We are sure that you will all be aware of the BREXIT result by now!

The changed VAT landscape will begin to emerge after Article 50 of the Lisbon Treaty has been triggered (which we can expect to happen after the election of the new Prime Minister sometime in October).  There will then be a renegotiation period of up to two years when the UK and the remaining 27 EU member states will agree separation terms and negotiate new compliance trading terms. Until that negotiation is concluded, all existing EU VAT rules will apply to UK businesses and consumers.
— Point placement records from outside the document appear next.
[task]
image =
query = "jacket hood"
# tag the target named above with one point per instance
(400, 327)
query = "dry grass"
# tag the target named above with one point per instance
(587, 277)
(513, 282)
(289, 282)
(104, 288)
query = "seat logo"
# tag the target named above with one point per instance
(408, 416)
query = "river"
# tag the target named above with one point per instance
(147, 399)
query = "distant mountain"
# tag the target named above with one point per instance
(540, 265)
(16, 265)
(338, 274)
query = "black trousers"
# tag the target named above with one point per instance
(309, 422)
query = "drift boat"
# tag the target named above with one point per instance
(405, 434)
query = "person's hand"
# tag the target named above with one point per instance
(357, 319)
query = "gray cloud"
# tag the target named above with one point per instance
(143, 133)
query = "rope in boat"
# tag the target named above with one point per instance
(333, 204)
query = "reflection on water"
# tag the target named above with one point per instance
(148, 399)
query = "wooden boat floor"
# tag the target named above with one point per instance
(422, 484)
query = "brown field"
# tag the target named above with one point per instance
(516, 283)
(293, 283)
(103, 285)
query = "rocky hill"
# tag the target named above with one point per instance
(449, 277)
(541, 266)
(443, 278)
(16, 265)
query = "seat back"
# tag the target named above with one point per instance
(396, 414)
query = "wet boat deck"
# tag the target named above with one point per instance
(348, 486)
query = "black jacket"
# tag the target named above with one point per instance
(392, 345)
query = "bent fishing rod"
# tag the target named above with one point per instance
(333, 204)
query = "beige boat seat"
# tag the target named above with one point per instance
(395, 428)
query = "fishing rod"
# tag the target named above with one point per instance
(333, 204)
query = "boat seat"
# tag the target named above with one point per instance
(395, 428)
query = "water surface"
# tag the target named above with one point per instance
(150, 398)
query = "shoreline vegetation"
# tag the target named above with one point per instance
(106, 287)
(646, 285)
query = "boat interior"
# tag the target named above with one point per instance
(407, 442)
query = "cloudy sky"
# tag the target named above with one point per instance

Currently, the VAT Act 1994 is an implementation of the EU VAT Directive, on completion of the exit negotiations, the UK will no longer be required to follow the EU VAT Directive; or European Court of Justice Rulings. Instead the UK’s VAT Act will take supremacy. We will have to wait and see whether CJEU rulings will continue to influence UK court decisions.

In addition, the UK will no longer be constrained by the EU VAT Directive on setting its VAT rates. Current EU rules set a minimum 15% standard rate; and only two reduced VAT rates, which must be 5% or higher. This will mean that the UK government can decide VAT rates, for example, on key items that have featured in the news over the past few months, such as domestic fuel and women’s sanitary products.

The biggest changes are to be expected in how sales of goods and services between businesses within the member states are treated; there will be swathes of new compliance that we will, of course, keep you updated with as they happen.